Zero dependencies. Python 3.9+.

from agent_shadow_mode import shadow, ShadowConfig, is_shadow_mode, ShadowAuditEntry

Full API: shadow decorator, ShadowConfig dataclass, is_shadow_mode() check, ShadowAuditEntry typed log record.

The config accepts:

config = ShadowConfig(
    audit_file="shadow_audit.jsonl",   # path to JSONL log
    shadow_mode=True,                  # or set SHADOW_MODE env var
    append=True,                       # append to existing log vs overwrite
)

16 tests, no deps, MIT license.

GitHub: MukundaKatta/agent-shadow-mode

Siblings

These four libraries compose with agent-shadow-mode in the same agent stack.

Lib	Boundary	Repo
agentsnap	Snapshot tests for what tools were called and in what order	MukundaKatta/agentsnap
agent-decision-log	WHY layer, logs the options considered and the rationale behind each tool choice	MukundaKatta/agent-decision-log
tool-side-effects-tag	Tags tools as READ, WRITE, IDEMPOTENT, or DESTRUCTIVE so you know which ones to shadow	MukundaKatta/tool-side-effects-tag
prompt-replay	Replay recorded prompts against a new config or model, pairs with shadow logs as input	MukundaKatta/prompt-replay

A common pattern: use tool-side-effects-tag to identify DESTRUCTIVE tools, wrap them with agent-shadow-mode, record the run with agentsnap, log the decisions with agent-decision-log, then use prompt-replay to re-run the same traffic after you make changes.

What's next

A few things I want to add:

Shadow diff mode. Run the tool in shadow mode and also call a lightweight read-only probe to capture what the real result would have been, without the side effect. Compare the stub to the probe output. Flag divergence. Useful for slow-rolling config changes where you want to know if the stub is still realistic.
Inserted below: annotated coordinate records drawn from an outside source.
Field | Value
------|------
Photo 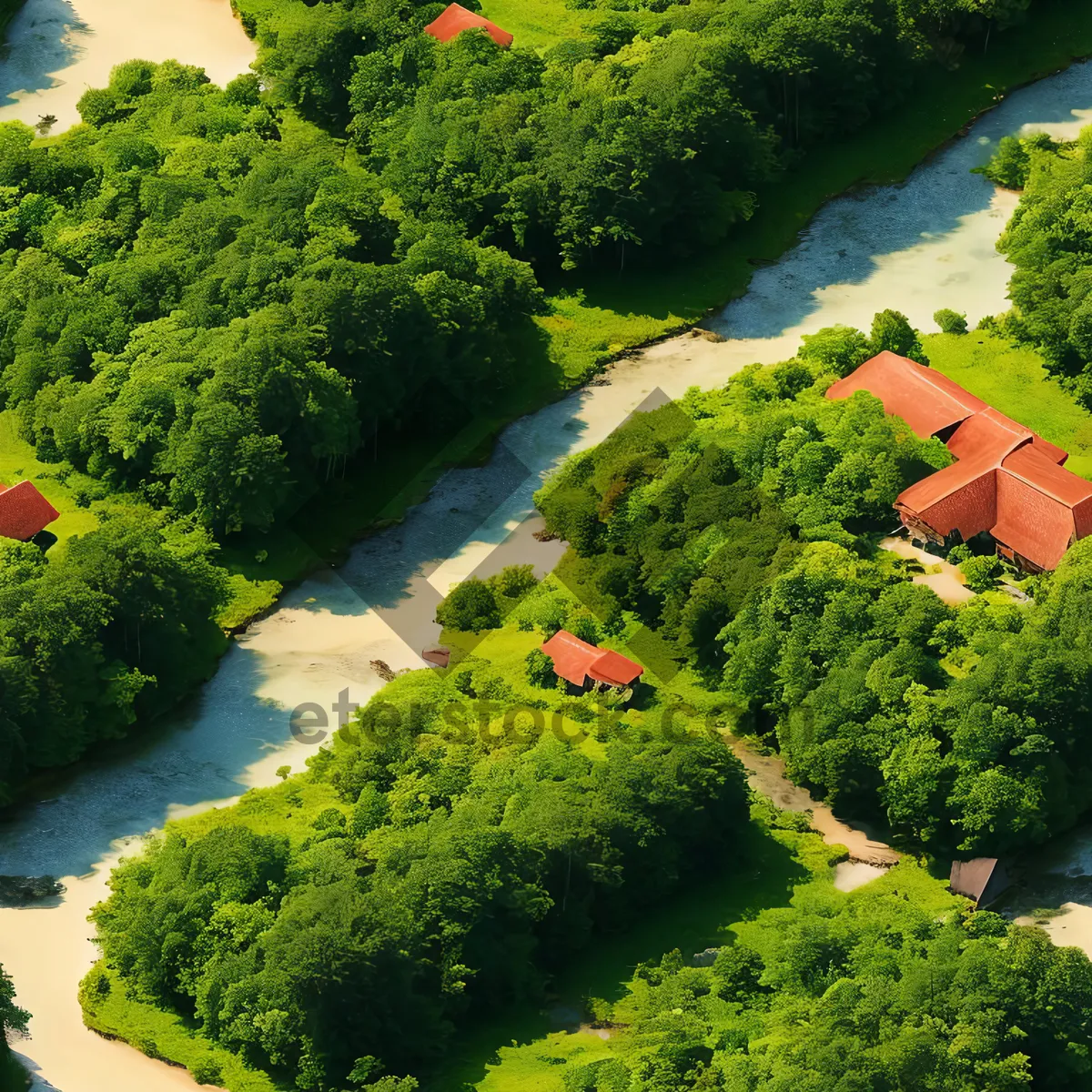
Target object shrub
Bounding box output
[436,577,500,633]
[798,326,872,377]
[524,649,556,689]
[189,1058,224,1085]
[933,307,966,334]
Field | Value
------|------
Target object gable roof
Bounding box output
[0,481,61,541]
[425,4,515,49]
[948,857,1006,902]
[826,349,989,437]
[826,353,1092,569]
[541,629,644,686]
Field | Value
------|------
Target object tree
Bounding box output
[933,307,966,334]
[0,967,31,1042]
[436,577,500,633]
[869,309,929,365]
[525,649,557,688]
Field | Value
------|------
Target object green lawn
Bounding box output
[924,331,1092,479]
[0,410,98,556]
[481,0,607,50]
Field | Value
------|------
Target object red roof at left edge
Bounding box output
[0,481,61,541]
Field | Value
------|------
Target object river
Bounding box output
[0,34,1092,1092]
[0,0,255,132]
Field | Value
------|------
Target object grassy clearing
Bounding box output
[473,860,965,1092]
[0,410,98,553]
[924,329,1092,479]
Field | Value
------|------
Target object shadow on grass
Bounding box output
[422,823,808,1092]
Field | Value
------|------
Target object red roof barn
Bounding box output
[542,629,644,689]
[0,481,61,541]
[826,353,1092,571]
[425,4,515,49]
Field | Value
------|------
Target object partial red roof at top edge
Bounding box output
[826,349,989,439]
[541,629,644,686]
[425,4,515,49]
[0,481,61,541]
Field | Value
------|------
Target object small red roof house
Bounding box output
[0,481,61,541]
[826,351,1092,572]
[425,4,515,49]
[948,857,1009,906]
[541,629,644,690]
[420,645,451,667]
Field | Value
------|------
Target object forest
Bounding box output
[0,0,1057,802]
[81,570,748,1088]
[481,863,1092,1092]
[81,311,1092,1092]
[10,0,1092,1092]
[0,0,1048,802]
[0,966,29,1092]
[986,129,1092,406]
[537,312,1092,856]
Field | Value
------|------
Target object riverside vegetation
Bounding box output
[0,0,1078,802]
[6,0,1092,1087]
[81,311,1092,1092]
[0,967,29,1092]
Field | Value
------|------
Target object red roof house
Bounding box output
[425,4,515,49]
[826,353,1092,571]
[542,629,644,690]
[0,481,61,541]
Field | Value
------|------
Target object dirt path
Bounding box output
[727,736,901,866]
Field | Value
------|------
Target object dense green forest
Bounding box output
[82,572,748,1088]
[0,0,1048,802]
[481,863,1092,1092]
[537,312,1092,855]
[82,311,1092,1092]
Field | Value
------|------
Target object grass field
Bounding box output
[481,0,605,50]
[473,860,962,1092]
[924,331,1092,479]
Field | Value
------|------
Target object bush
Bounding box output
[189,1058,224,1085]
[960,555,1001,592]
[933,307,966,334]
[524,649,557,689]
[798,327,872,377]
[436,577,500,633]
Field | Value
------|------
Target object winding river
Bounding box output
[0,13,1092,1092]
[0,0,255,132]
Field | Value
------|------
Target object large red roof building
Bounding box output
[542,629,644,690]
[425,4,515,49]
[826,353,1092,571]
[0,481,61,541]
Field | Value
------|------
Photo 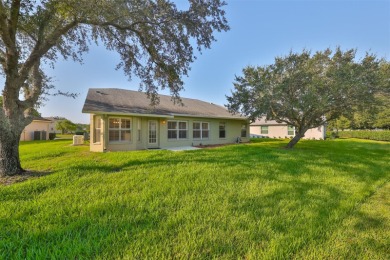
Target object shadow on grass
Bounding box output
[0,170,52,186]
[0,139,390,258]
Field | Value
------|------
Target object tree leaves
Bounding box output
[227,48,389,147]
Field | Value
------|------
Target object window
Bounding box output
[219,123,226,138]
[241,124,246,137]
[93,116,102,143]
[168,121,188,139]
[137,118,141,142]
[108,118,131,142]
[260,125,268,135]
[149,120,157,144]
[287,125,295,135]
[192,122,209,139]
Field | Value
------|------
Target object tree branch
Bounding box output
[19,20,78,81]
[0,1,12,48]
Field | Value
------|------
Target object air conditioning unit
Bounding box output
[73,135,84,145]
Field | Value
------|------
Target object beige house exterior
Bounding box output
[250,118,326,140]
[20,117,50,141]
[83,89,249,152]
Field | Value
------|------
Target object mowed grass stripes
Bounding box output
[0,139,390,259]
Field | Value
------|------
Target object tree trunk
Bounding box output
[0,129,24,177]
[286,127,307,149]
[286,134,302,149]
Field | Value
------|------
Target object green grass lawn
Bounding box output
[0,139,390,259]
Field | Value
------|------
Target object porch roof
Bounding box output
[82,88,247,120]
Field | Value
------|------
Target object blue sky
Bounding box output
[3,0,390,123]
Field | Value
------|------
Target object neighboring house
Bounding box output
[45,116,66,134]
[82,88,249,152]
[250,118,326,140]
[20,117,50,141]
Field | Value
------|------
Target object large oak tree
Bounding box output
[0,0,229,175]
[227,48,390,148]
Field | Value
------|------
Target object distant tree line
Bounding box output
[328,93,390,131]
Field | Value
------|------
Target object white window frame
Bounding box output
[192,121,210,140]
[287,125,295,135]
[260,125,269,135]
[108,117,133,143]
[93,115,102,144]
[240,124,248,138]
[218,122,226,139]
[167,120,188,140]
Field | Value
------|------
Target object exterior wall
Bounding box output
[49,121,61,134]
[20,120,50,141]
[90,114,249,152]
[250,125,325,139]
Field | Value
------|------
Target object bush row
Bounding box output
[338,130,390,141]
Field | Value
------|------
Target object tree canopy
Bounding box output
[0,0,229,174]
[227,48,389,148]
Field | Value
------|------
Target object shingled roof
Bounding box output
[82,88,246,120]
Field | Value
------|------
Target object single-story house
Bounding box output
[82,88,249,152]
[20,117,51,141]
[249,117,326,140]
[44,116,66,134]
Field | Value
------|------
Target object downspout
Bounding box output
[102,115,108,152]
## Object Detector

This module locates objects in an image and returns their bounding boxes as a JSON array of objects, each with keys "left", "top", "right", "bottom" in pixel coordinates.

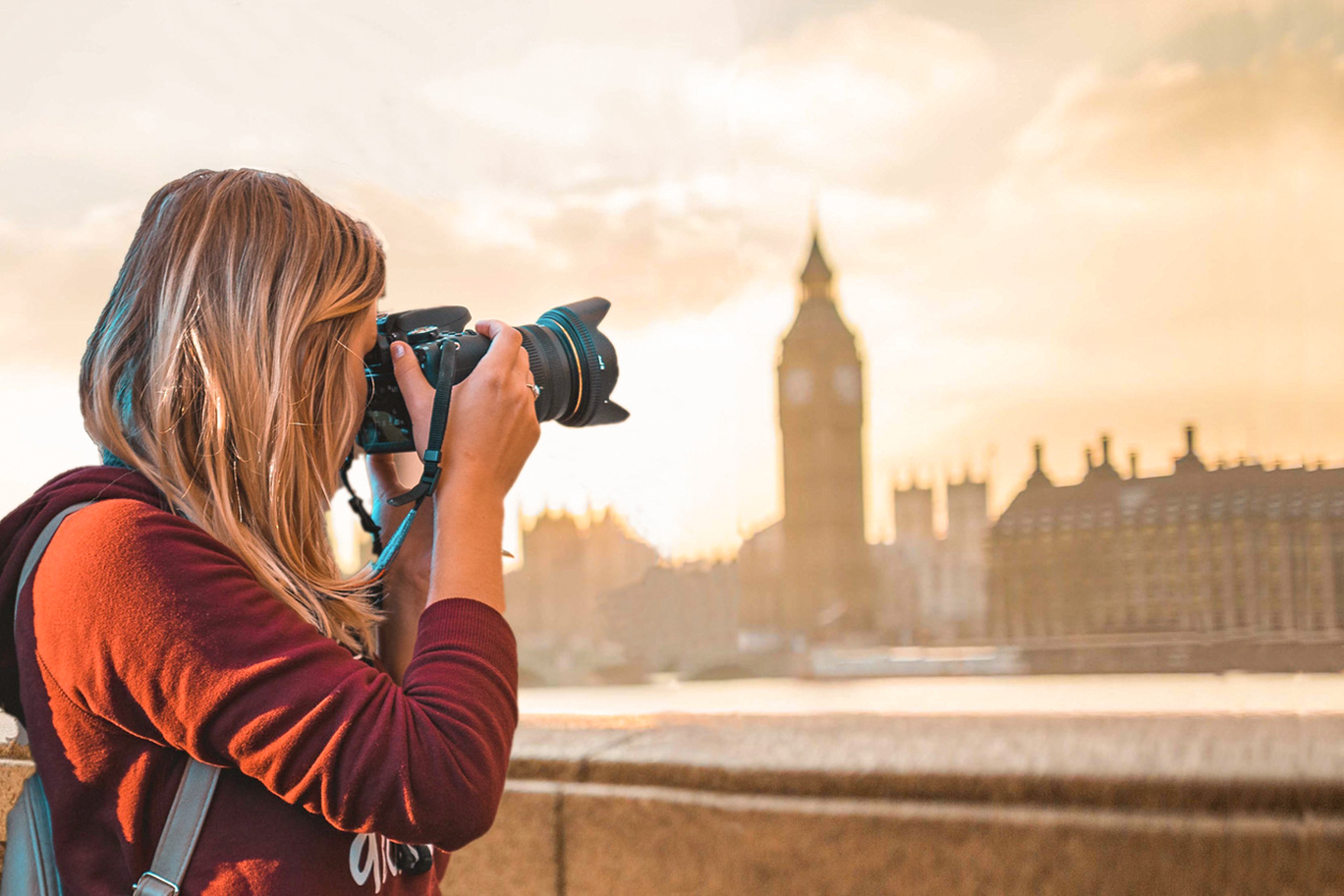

Per-call shadow toggle. Right now shadow is all-or-nothing per config instance. A shadow_if predicate would let you shadow only certain inputs, for example shadow all calls where amount > 1000 and let small amounts through live.

Structured stub schemas. Today the stub is a raw string. If your tool returns a typed dict, you have to manually keep the stub shape in sync with the return type. A stub_factory callable that receives the args and returns a typed stub would be cleaner.

The core design is stable. The add-ons are nice-to-haves once the testing pattern proves out in your stack.

The main lesson from the 400-email incident: shadow mode only works if it is the default, not an opt-in you remember to set. Build it into the decorator. Make live mode the thing you explicitly enable. Audit files are cheap. Emails to unsubscribed users are not.